Cartunista das mais conhecidas do Brasil, Laerte Coutinho já participou de uma série de longas-metragens desde que assumiu ao público, em 2012, a transgeneridade. Em "De Gravata e Unha Vermelha" (2015), de Miriam Chnaiderman, aparecia como uma das entrevistadas. Em "Lampião da Esquina" (2016), de Lívia Perez e Noel Carvalho, contava histórias relacionadas à clássica publicação LGBT do Brasil nascida no final dos anos 1970. Já em "Laerte-se" (2017), documentário de Lygia Barbosa e Eliane Brum (disponível na Netflix), a paulistana tem o protagonismo e conta a própria história. Mais recentemente, a animação "A Cidade dos Piratas" (2019), de Otto Guerra, não apenas tem a vida de Laerte como protagonista, mas também sua obra. O filme - que estreou nacionalmente na última quinta-feira, 31, e aguarda estreia em Fortaleza - começou como um projeto que adaptaria os Piratas do Tietê, personagens dos anos 1990 da cartunista, para o cinema. No meio do caminho, porém, o diretor passou por um câncer, ela se assumiu trans e o interesse pelos personagens diminuiu em relação às questões pessoais e políticas do País.

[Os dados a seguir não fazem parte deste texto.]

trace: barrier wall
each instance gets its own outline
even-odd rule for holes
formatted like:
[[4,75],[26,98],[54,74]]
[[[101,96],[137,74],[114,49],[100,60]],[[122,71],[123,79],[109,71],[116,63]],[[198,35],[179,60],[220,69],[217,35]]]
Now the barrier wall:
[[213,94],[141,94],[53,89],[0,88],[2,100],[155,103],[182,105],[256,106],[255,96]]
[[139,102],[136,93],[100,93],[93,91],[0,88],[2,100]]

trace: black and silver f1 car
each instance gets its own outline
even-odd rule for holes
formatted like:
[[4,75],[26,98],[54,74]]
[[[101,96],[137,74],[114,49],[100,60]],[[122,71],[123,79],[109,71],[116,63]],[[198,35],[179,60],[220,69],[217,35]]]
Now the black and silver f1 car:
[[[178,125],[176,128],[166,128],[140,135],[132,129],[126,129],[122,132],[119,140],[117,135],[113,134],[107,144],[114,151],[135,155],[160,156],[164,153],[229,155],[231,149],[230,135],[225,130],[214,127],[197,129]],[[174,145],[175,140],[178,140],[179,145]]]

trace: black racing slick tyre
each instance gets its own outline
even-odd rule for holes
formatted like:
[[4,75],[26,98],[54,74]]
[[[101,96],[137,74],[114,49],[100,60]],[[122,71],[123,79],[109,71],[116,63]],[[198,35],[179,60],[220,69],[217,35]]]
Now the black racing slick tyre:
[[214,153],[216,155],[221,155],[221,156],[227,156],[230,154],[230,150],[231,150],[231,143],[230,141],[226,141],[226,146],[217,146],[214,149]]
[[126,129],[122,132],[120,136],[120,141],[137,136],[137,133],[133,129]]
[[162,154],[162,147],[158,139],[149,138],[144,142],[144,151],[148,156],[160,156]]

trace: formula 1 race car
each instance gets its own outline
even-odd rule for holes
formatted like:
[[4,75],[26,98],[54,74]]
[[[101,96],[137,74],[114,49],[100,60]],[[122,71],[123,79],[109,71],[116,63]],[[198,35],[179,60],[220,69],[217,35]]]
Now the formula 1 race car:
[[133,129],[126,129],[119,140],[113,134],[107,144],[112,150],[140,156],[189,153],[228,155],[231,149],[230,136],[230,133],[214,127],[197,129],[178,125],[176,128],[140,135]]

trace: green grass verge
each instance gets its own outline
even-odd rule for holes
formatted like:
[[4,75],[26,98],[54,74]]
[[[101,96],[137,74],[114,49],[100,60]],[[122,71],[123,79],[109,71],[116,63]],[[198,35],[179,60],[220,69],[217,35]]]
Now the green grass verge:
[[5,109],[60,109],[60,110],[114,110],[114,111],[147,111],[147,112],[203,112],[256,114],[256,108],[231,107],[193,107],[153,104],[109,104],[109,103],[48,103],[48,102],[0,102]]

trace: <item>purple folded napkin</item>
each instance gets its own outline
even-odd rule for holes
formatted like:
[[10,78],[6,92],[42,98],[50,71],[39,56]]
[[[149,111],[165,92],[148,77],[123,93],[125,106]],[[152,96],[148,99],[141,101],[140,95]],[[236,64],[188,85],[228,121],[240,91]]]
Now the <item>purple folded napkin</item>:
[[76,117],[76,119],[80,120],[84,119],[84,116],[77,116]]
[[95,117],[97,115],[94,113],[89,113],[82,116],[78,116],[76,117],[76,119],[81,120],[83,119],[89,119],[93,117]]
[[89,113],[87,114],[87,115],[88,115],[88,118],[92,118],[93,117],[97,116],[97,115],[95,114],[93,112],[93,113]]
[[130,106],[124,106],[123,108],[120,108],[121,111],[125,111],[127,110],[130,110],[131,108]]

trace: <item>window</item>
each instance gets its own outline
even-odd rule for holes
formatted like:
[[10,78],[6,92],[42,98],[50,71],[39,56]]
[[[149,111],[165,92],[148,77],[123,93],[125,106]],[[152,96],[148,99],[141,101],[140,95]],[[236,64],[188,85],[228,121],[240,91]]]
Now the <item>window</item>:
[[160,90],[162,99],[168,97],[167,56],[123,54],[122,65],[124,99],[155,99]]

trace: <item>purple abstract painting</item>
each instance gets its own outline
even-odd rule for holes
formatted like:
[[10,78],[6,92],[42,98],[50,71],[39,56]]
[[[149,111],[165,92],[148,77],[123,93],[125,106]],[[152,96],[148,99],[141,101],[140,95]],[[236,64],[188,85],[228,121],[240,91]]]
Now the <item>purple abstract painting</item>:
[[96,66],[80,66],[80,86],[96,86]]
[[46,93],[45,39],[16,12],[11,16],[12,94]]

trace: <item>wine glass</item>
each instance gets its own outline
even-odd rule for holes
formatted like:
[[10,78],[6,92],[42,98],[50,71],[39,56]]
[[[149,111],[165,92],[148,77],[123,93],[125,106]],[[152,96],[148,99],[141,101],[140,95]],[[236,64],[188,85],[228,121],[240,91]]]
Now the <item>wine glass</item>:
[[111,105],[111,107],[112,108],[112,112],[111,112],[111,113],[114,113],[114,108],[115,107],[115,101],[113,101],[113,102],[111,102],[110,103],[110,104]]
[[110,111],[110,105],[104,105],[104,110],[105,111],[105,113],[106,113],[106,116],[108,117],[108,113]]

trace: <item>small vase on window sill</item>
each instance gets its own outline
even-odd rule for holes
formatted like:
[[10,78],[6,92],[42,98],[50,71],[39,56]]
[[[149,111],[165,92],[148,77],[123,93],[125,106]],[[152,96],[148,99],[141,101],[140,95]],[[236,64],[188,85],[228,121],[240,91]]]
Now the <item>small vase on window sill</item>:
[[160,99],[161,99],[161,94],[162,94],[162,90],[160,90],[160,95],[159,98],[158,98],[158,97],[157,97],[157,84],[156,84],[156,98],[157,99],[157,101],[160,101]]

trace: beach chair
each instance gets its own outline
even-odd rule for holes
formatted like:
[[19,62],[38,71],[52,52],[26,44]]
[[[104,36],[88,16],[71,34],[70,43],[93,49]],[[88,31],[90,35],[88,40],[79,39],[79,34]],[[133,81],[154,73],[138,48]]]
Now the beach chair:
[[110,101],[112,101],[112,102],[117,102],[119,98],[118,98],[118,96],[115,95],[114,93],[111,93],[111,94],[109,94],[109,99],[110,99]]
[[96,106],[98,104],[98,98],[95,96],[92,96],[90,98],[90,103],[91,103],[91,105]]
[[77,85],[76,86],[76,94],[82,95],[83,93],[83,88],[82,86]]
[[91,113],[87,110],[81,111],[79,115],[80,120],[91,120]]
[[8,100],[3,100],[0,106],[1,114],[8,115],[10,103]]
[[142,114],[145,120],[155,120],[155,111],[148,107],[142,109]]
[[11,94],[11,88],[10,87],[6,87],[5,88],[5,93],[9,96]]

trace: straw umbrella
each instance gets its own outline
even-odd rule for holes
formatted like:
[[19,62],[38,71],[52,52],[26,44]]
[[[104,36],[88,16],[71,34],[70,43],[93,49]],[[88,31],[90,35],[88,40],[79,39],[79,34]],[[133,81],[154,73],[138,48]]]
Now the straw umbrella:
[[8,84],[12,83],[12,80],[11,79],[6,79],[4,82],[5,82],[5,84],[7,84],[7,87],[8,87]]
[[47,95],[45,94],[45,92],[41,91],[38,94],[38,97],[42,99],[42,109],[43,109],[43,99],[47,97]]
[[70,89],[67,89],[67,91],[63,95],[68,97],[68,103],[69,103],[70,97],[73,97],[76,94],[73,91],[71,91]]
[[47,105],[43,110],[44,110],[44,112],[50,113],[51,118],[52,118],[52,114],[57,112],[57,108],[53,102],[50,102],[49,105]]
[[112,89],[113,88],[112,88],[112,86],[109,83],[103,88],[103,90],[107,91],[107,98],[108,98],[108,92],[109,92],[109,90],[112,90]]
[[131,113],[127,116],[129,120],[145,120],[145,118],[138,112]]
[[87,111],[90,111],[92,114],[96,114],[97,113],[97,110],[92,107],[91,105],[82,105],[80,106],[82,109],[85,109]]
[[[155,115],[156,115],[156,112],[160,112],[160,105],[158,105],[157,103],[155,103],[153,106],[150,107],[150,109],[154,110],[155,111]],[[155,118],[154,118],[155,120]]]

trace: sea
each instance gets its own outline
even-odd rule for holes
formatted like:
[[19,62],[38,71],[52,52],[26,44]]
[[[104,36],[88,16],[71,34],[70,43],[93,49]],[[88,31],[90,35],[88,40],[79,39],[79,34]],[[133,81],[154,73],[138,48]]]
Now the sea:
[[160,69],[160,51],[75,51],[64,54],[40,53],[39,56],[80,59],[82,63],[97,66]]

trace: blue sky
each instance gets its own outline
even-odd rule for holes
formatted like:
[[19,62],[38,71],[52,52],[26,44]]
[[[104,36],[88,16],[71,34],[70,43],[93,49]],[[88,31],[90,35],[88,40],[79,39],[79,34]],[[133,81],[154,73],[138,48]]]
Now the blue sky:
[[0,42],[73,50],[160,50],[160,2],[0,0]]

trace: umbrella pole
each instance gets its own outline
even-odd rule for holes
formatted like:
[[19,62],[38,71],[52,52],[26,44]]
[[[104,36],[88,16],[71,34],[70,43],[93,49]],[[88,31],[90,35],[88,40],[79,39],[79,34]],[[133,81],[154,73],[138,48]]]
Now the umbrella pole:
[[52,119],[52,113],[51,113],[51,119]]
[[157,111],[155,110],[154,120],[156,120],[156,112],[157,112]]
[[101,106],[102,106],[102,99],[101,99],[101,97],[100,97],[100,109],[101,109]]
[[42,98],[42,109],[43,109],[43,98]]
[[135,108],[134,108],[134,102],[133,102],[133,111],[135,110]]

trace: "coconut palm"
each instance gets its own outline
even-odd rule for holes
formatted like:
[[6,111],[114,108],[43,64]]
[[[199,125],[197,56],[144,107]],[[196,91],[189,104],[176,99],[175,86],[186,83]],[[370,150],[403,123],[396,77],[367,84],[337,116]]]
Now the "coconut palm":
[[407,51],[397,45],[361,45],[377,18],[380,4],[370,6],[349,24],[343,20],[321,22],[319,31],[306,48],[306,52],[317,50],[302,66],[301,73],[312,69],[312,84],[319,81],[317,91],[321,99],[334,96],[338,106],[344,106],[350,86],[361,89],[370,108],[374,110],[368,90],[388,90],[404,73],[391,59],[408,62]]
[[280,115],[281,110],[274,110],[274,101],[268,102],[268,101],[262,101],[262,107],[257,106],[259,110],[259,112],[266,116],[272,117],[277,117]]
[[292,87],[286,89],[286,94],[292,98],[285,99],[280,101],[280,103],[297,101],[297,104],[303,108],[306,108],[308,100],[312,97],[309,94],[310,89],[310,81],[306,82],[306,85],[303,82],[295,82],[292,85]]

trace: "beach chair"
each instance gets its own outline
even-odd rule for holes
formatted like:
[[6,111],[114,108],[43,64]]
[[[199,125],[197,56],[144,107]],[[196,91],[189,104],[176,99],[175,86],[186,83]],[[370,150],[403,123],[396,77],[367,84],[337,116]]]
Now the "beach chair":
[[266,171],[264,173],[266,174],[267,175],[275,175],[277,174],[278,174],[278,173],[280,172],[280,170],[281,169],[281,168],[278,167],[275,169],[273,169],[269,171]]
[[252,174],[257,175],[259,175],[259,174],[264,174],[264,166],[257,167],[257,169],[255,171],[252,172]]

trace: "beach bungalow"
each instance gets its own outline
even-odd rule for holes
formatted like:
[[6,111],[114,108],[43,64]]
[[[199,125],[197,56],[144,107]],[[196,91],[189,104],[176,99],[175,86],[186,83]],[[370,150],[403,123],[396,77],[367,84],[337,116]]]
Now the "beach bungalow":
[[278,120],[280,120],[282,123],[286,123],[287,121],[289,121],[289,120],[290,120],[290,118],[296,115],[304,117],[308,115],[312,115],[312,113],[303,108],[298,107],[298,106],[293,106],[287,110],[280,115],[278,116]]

O longa, então, se reestruturou e terminou se baseando em cinco núcleos relacionados à vida e obra da artista: o ódio de um político conservador pela figura de um minotauro, o capitão dos Piratas encontrando novas realidades e o personagem Ivan, que se veste de mulher para sair à noite. Em entrevista ao O POVO, a cartunista reflete sobre a revisão de vida e obra proposta pela animação, a ideia do ódio e como vê hoje a revolução.

O POVO - "A Cidade dos Piratas" pega muitos elementos da sua produção, uma mistura quase caótica, mas que flui numa linha narrativa. Como isso se relaciona com sua obra?

Laerte - O Otto fez uma tradução livre, mas bastante coerente com o modo como eu trabalho. Como não trabalho mais com personagem, eu trabalho com situações. Essas situações tanto podem ser uma tira só, isolada e pronto, como podem também se dar em pequenas séries de tiras de alguns dias. O Otto juntou esse material e fez um arranjo pessoal e livre de forma a conduzir o roteiro com alguma coerência. Eu acho que ficou muito bom o resultado.

O POVO - Como foi isso do filme ser uma espécie de revisão da sua vida e obra? Como chegou em você esse processo de reavaliação de produção?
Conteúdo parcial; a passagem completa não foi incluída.